Fashion is a form of ugliness so intolerable that we have to alter it every six months - Oscar Wilde
I don't think so, with reference to above. I won't speak for stemcell, but I think what he was referring to was that Rick's positivist statement is impossible to criticize and any comparison between sexes in this day and age of PC police breathing down your neck.
For example, if I were to say that from what I have observed throughout my life and lives of women that I know and the mountains of books I have read that women's sisterhood is largely a myth - that as many women as not are super competitive, scheming, mean-spirited, egotistical, ungenerous, and spiteful to other women - from the time when they become tweens and on, whereas the brotherhood of men is more real and can be affirmed in such institutions as the army and sports, I would be crucified. Of course I will say no such thing.
It is true that you might have observed it but demonstrably false that it is so. Traits like competitiveness and risk-taking are culture-specific and various experiments have shown that the spread between men and women in say competitiveness will vary according to patriarchal and matriarchal structures (i.e. Indonesian women show a larger propensity for competitive risk taking than Kenyan ones, all things being equal).
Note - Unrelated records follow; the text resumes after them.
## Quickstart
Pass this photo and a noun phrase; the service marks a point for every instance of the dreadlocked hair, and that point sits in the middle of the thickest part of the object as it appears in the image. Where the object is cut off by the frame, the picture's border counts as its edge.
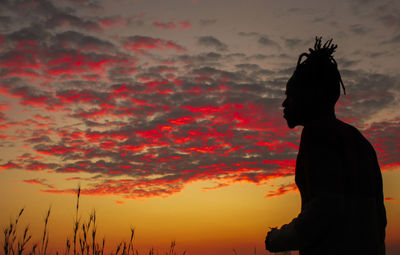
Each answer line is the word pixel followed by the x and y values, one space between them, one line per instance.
pixel 319 74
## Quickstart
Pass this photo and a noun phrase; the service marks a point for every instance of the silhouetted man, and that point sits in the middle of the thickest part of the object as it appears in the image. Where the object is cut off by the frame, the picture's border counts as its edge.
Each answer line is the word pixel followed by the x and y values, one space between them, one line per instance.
pixel 337 171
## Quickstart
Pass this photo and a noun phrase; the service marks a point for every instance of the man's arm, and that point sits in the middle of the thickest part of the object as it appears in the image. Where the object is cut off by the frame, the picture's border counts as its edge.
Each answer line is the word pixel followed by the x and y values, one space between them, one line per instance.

Other factors that may influence such things might be equal/unequal distribution of inheritance, primogeniture having strong effect on wider social structures and perception of the importance of equality when weighted against other values.
As for the PC debate I don't give a fuck about checking my privilege and encourage people to have opinions pertaining to groups other than their own (universalism and a wider social project are important to me) but the anti-PC discourse is both facile and falsely subversive as about 50% of the population agrees with any stupid comment labelled as anti-pc and is quick to point out how courageous it is.
I did not say this was a rule. I was saying that neither is a rule. Also, I am quite sure Rick works with a fairly specific, Western cultural context and does not give a flying fuck about gender roles in Kenya.
Fashion is a form of ugliness so intolerable that we have to alter it every six months - Oscar Wilde
I think one of the problems with bringing up gender is that people tend to dive deep instantly and miss the simplicity of the surface of the point that might be being made, or the question being asked.
Evidence for my point exists as Rick himself. He is a man. All of his recent shows about women have been about nurturing, love, family, togetherness, sisterhood, etc. As a man he is capable of presenting that show and concept. Therefor, men who are potential customers could be capable of receiving/expressing it as well.
The most obvious example I can think of is ann demeulemeester (pre departure), always bringing the romanticism and emotional capacities of both genders together on one stage. I was only saying that while I love everything rick has done for men and women so far, I'd love to see his take on something masculine but a little softer or loving, perhaps that's odd word choice. Both in his statements and references for the show, but also in the pieces themselves — they are so nearly unisex as it is, and yet I still feel a longing for a few of the women's pieces to be cut for men.
Does any of that clarify? I had no intention of bringing up a larger conversation on gender— really only saying that Rick is such a sweetheart (and I guess a selfish cunt, as we've been told), and as a man, I'd like to see him relay that a bit.